In Chapter 2 of The Toyota Way to Lean Leadership, Jeff Liker and Gary Convis describe one of the most important, and least emphasized, aspect of developing leaders – the necessity for intrinsic motivation. In simple terms, the desire has to come from within. This theme ties together everything else in the chapter, and I suspect, through the rest of the book.
On the other hand, this isn’t about the typical western “everyone fend for themselves” environment that develops unhealthy (and unethical) cutthroat competition.
They describe a nurturing environment that will allow and support anyone with the desire to take on ever increasing responsibility and challenges, and learn through a process of developing mastery.
The Role of Sensei
Not surprisingly, the role of the sensei described in Lean Leadership is quite consistent with the process that Jeff Liker and Mike Hoseus describe in Toyota Culture.
While the work environment itself is built around opportunities for learning, it is far different from out western ideas.
Lean Leadership sums it up quite well as they discuss the role of the sensei.
In the west, the teacher’s role is to show you the shortcuts.
At Toyota, his role is to make sure you don’t take shortcuts.
The teaching process is one of challenge and struggle – but not abandonment. It is guidance through discrete learning stages on the way to mastery.
“Standard work” has always been regarded as a core element of the Toyota system. Liker and Convis build on the concept as far more pervasive than simple work procedures. We have known there is more to it for a long time, but like the list of what doesn’t work, authors, consultants and practitioners continue to emphasize the work procedure model.
In Lean Leadership, we see standard work as a path to mastery, and we see the reason behind the emphasis.
Liker and Convis describe a three stage process of learning and developing:
- Shu – being taught. In this stage, the teacher says “do this” and the struggle is to get it right.
- Ha – competent, but following by rote. In this stage, the teacher asks questions to cause reflection, and the struggle is to understand.
- Ri – mastery, the point where the team member has enough depth to improve upon and teach the task.
The point of standardizing and stabilizing a process is to allow the team member the chance to master it. Why is this important? Because then the team member can pay attention to solving problems to improve the work vs. solving problems to simply get it done.
Even this is fairly easy to grasp in the context of bolting a suspension together, or welding a scissor lift. But the same principles apply to leadership itself.
Mike Rother’s Toyota Kata is about application of this principle in the core processes of leadership: Problem solving and coaching. By standardizing problem solving, we give team members the opportunity to master it so they can focus on solving the problem rather than trying to figure out how to go about solving it. It sounds like subtle semantics, but it is a huge difference.
But, again, this is about demonstrated capability rather than classroom hours Compare this process with how we typically “certify” practitioners in the west.
At Toyota the learner’s capability is judged by direct observation, just like any other process. While there must be an internal drive to learn, the challenges and struggles are tailored for the learner’s next stage of development.
Self Development vs. Mandated Development
All of this brings us to one of the core differences in the Toyota described by Liker and Convis.

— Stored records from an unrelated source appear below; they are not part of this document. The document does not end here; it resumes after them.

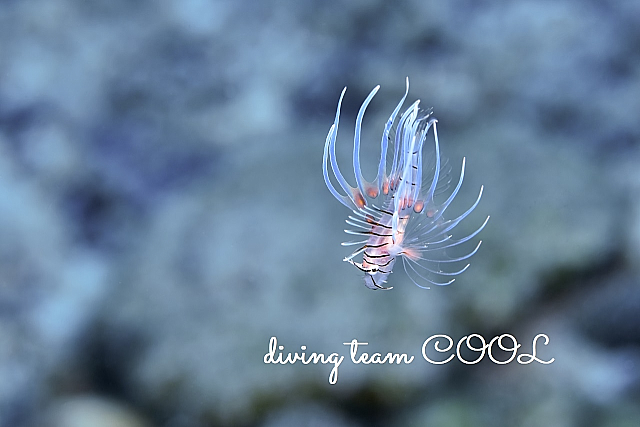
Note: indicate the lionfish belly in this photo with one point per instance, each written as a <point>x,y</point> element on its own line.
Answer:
<point>396,214</point>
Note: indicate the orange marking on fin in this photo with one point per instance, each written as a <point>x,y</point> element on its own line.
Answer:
<point>359,199</point>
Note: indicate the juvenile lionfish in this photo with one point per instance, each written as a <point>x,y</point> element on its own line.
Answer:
<point>407,221</point>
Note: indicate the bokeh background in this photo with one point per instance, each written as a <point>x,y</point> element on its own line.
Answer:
<point>163,213</point>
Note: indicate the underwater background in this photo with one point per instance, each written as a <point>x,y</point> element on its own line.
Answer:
<point>163,212</point>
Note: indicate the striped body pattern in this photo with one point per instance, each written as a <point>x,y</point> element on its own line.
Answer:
<point>397,215</point>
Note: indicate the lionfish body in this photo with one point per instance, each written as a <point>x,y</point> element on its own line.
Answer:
<point>406,222</point>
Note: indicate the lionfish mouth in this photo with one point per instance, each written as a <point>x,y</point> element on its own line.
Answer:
<point>397,214</point>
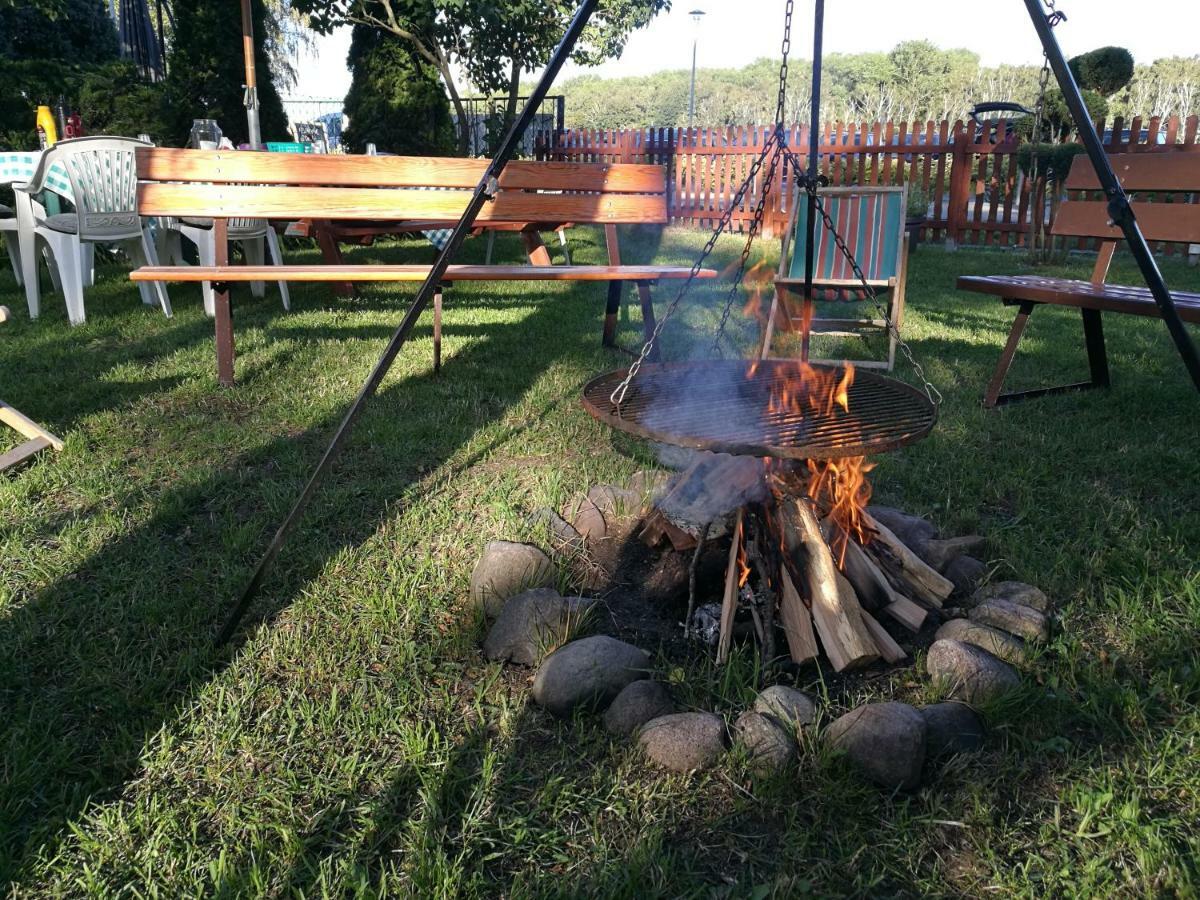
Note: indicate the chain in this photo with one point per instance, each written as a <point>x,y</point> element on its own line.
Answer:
<point>935,396</point>
<point>773,143</point>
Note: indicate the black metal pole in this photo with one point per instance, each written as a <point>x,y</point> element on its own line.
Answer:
<point>484,193</point>
<point>1120,210</point>
<point>814,144</point>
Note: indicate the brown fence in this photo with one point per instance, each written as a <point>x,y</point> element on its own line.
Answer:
<point>969,172</point>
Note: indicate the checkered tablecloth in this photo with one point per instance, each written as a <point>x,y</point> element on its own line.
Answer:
<point>22,166</point>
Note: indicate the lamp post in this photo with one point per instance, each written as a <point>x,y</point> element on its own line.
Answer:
<point>691,93</point>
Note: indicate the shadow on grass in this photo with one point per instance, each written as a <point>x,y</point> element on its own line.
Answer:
<point>96,664</point>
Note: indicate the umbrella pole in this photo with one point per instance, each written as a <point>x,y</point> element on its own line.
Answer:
<point>247,48</point>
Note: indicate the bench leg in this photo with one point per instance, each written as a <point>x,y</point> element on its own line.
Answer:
<point>222,311</point>
<point>611,311</point>
<point>1097,360</point>
<point>535,249</point>
<point>648,322</point>
<point>437,331</point>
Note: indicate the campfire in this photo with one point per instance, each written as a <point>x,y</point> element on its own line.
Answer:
<point>805,556</point>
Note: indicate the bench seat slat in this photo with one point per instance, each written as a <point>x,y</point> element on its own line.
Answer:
<point>414,273</point>
<point>1084,294</point>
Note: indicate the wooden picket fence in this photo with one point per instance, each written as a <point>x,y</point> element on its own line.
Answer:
<point>970,173</point>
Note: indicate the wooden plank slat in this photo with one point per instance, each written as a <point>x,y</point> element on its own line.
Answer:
<point>413,273</point>
<point>345,171</point>
<point>276,202</point>
<point>1159,221</point>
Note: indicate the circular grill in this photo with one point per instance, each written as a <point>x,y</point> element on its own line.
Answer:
<point>718,405</point>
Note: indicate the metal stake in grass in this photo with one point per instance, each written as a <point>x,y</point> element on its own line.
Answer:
<point>484,192</point>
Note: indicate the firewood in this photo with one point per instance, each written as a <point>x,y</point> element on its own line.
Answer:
<point>889,649</point>
<point>924,582</point>
<point>906,612</point>
<point>730,601</point>
<point>835,610</point>
<point>796,621</point>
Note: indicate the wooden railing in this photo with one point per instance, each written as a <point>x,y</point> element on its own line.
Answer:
<point>970,173</point>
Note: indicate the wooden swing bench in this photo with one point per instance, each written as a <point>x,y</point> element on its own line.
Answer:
<point>223,185</point>
<point>1161,173</point>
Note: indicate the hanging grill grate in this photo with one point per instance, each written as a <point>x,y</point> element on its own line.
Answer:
<point>725,407</point>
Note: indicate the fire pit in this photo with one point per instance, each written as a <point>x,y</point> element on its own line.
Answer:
<point>780,408</point>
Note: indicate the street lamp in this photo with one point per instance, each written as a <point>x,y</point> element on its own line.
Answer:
<point>691,93</point>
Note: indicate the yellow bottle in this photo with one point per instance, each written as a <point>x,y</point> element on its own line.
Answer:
<point>47,127</point>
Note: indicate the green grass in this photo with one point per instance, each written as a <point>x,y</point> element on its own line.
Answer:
<point>354,742</point>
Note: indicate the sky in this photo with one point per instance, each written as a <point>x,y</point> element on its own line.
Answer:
<point>733,33</point>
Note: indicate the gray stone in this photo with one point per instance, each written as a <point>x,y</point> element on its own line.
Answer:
<point>886,741</point>
<point>636,705</point>
<point>967,672</point>
<point>505,570</point>
<point>532,624</point>
<point>940,553</point>
<point>769,745</point>
<point>1014,592</point>
<point>913,531</point>
<point>588,672</point>
<point>787,705</point>
<point>999,643</point>
<point>684,742</point>
<point>965,573</point>
<point>1015,619</point>
<point>587,519</point>
<point>615,502</point>
<point>952,729</point>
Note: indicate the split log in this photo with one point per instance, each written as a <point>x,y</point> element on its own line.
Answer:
<point>730,601</point>
<point>925,583</point>
<point>906,612</point>
<point>835,610</point>
<point>889,649</point>
<point>796,621</point>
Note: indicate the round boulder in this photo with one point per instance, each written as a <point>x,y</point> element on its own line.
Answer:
<point>787,705</point>
<point>587,672</point>
<point>999,643</point>
<point>769,745</point>
<point>1015,592</point>
<point>532,624</point>
<point>967,672</point>
<point>684,742</point>
<point>636,705</point>
<point>505,570</point>
<point>952,729</point>
<point>886,741</point>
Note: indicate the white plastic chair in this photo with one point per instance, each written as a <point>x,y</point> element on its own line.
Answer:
<point>103,186</point>
<point>251,233</point>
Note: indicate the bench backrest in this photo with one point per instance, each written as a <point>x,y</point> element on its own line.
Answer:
<point>870,220</point>
<point>228,184</point>
<point>1167,175</point>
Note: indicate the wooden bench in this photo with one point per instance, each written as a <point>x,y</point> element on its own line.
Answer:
<point>1167,174</point>
<point>226,185</point>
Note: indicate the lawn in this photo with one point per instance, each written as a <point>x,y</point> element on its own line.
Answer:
<point>353,741</point>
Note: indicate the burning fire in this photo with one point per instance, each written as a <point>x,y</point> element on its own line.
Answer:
<point>838,485</point>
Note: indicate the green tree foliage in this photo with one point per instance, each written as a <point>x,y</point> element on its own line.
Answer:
<point>1105,70</point>
<point>490,42</point>
<point>395,101</point>
<point>205,70</point>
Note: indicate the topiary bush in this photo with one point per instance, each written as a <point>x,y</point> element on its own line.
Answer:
<point>396,101</point>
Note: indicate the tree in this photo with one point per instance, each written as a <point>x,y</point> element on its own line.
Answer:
<point>395,101</point>
<point>205,72</point>
<point>491,43</point>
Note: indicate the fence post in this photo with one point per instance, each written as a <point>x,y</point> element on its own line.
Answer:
<point>960,185</point>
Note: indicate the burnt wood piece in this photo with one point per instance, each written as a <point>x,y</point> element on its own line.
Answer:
<point>1173,173</point>
<point>358,197</point>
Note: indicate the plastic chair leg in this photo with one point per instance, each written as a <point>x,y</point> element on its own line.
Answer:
<point>273,241</point>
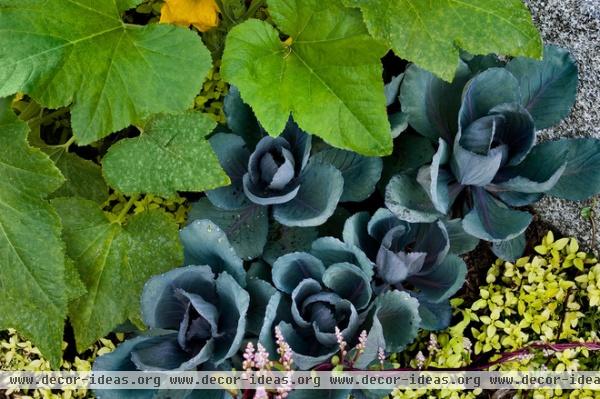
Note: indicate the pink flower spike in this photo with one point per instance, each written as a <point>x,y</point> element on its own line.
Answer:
<point>248,363</point>
<point>381,356</point>
<point>261,358</point>
<point>261,393</point>
<point>284,350</point>
<point>362,342</point>
<point>341,342</point>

Throughout my career as an internal “lean guy” in companies large and small, our “lean skill development” (or whatever you want to call it) process for leaders was largely driven by establishing requirements.
We wanted to require leaders to participate in kaizen events. We wanted to require them to attend the Lean 101 class. At one company, managers and supervisors were required to teach the “World Class Competitiveness” course. We want to include classes and educational events on their performance goals. We wanted to make them learn it.
To get back to an earlier post it doesn’t work.
The Toyota process is reversed. There is no requirement for anyone to master anything other than their current job. But if you want to get more responsibility, it is incumbent on you to demonstrate the drive to develop your own capability.
One purpose for universal team member involvement in kaizen is for leaders to directly observe who has the right motivation to learn and take on more. That is the beginning of the leadership development process.
In our companies today, of course, we have the situation of an existing hierarchy. Leaders have gotten into senior positions without having any of these skills. Our western management process is one of detached decision making from summaries presented by staff on PowerPoint. If a new initiative comes along, the senior leaders delegate it and “support” it by not shutting it down.
That doesn’t work if you want to change the status-quo.
What does? A drive to master something new and a realization that personal development is a continuous life-long process. That is the key message I get from this chapter. More to follow.